What are words worth? What does our writing say about who we are? What importance does the great poetry throughout history hold in our world? If it's important, then how do we show today's poets that we value their output?
'The Banking Crisis – A Decade On' is part of Trinity College's 'Behind the Headlines' public discussion series and explores the intersection of art and economics ten years on from the government's controversial banking guarantee. Associate Professor in Trinity College's School of English Dr Philip Coleman joined Sean Rocks on Arena to explain how poetry takes its place amidst politics, power and profit.
"Poetry is, in fact, one of the most important and useful tools we have for deepening our understanding of the context within which we live," explained Philip, who will be speaking alongside others including TD Joan Burton and Ed Sibley of the Central Bank of Ireland on the importance of not polarizing the arts and thereby cutting off some of its most meaningful functions.
"We can think about the history of say Irish poetry in the 20th century and I would argue that every major figure… thinks about contextual concerns at one point or another.
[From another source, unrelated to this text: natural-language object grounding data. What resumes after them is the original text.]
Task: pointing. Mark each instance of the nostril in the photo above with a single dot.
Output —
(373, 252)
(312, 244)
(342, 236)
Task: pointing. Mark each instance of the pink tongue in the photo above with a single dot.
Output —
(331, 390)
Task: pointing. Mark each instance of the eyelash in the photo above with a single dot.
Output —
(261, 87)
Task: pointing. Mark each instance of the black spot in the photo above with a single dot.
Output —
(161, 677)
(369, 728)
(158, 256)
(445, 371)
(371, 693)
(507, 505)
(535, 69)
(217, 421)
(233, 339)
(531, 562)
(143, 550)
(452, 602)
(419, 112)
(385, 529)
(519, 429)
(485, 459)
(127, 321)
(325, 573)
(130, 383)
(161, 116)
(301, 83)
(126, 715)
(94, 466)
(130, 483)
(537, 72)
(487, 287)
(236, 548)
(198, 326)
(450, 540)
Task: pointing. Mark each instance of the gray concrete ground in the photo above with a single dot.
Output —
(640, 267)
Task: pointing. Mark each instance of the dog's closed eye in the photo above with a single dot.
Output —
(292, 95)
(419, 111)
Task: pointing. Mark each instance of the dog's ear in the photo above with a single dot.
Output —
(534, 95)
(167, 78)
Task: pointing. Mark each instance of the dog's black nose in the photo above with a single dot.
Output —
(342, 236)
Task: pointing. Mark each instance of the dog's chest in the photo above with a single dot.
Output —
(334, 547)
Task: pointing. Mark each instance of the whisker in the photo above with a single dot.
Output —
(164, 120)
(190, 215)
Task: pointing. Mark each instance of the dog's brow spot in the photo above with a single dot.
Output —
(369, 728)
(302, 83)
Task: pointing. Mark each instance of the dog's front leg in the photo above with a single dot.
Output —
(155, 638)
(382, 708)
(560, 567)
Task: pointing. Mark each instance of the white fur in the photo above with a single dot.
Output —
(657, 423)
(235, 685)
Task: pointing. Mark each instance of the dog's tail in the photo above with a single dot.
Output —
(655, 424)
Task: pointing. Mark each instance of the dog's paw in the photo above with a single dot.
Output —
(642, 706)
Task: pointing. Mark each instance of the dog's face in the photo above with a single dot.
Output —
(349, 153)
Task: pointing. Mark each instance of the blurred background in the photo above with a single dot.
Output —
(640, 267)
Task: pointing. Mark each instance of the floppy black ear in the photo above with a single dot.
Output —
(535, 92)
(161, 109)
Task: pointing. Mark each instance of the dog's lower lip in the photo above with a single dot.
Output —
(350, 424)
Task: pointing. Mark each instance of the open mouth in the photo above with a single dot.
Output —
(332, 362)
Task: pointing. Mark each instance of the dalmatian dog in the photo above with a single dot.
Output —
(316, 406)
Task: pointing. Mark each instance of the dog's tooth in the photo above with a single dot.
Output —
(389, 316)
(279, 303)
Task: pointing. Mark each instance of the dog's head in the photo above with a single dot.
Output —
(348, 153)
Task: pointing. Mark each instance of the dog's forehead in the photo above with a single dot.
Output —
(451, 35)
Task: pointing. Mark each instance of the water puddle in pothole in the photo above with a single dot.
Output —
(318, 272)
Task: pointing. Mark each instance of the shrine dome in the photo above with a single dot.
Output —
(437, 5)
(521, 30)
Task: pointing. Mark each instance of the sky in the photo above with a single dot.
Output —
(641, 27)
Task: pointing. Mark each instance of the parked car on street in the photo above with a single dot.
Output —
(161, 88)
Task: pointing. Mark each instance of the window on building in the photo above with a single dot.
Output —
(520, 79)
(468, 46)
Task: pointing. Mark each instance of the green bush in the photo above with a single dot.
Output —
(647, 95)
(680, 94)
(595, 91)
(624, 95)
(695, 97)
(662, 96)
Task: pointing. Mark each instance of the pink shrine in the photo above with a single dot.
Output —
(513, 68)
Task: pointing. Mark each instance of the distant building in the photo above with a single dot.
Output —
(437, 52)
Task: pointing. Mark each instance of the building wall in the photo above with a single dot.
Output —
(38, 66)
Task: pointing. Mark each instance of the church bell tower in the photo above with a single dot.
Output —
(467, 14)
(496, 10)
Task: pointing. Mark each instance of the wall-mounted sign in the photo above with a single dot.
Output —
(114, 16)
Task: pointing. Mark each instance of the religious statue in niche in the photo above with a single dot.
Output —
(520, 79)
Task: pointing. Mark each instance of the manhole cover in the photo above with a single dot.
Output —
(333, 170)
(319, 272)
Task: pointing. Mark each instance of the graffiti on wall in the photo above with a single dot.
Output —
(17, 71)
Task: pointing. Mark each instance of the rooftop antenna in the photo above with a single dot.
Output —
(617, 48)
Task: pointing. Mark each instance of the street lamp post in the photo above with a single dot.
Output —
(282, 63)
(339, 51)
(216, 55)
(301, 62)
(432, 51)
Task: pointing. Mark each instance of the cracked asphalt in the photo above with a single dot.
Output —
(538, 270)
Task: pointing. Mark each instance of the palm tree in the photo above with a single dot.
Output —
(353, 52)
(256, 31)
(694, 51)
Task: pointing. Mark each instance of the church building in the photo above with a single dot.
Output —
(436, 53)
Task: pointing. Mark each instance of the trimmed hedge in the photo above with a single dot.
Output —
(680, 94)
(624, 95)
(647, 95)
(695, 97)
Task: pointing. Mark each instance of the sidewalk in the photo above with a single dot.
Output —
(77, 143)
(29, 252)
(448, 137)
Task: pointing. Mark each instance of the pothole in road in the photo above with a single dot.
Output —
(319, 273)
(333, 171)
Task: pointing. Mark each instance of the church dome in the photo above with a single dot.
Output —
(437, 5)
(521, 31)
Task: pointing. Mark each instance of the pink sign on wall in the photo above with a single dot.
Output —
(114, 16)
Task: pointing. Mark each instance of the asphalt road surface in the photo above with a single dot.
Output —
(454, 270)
A poet like WB Yeats is probably the most obvious example. The poem 'September 1913' is really a poem about the relationship between economy on the one hand and art on the other."
Valuing poetry is more than just a romantic notion says, Philip. Art has deep, intrinsic meaning in our lives and so often, that value isn't recognised in monetary terms. The discussion goes to the heart of who we are as a society and what art means to us.
"I don't think it's romantic and I think that for many of the poets and artists who really care about this issue, it's a real concern. It's about how art is valued. Why make art at all? Very few artists or poets make money out of their work so why do they do it? Is it ego or is it because of some desire perhaps to change the world within which they live and I think that's the reason that they make art actually, to make that contribution."
Philip gives an example of the interplay of money and poetry in the Seamus Heaney exhibition, 'Listen Now Again' in College Green. The government and the Bank of Ireland spent €600,000 on the project – "headline news," said Philip – but interestingly, the poem from which the title was taken, 'The Rainstick', outlines the problems that exist between the artist and the value placed on their work.
"Here you have this really interesting example of the state and the Bank of Ireland putting money into poetry, into promoting poetry, but the poem itself I think problematised the idea of poetry's value and it suggests to us that, you know, sometimes a poem's value or a poet's body of work value isn't necessarily appreciated in the moment when it comes out but it can take time… That's what Heaney means I think when he says 'Listen now again'… The bank, the government says, we believe poetry matters, and one can be cynical about that, absolutely, and ask well why is it not being spread around elsewhere?"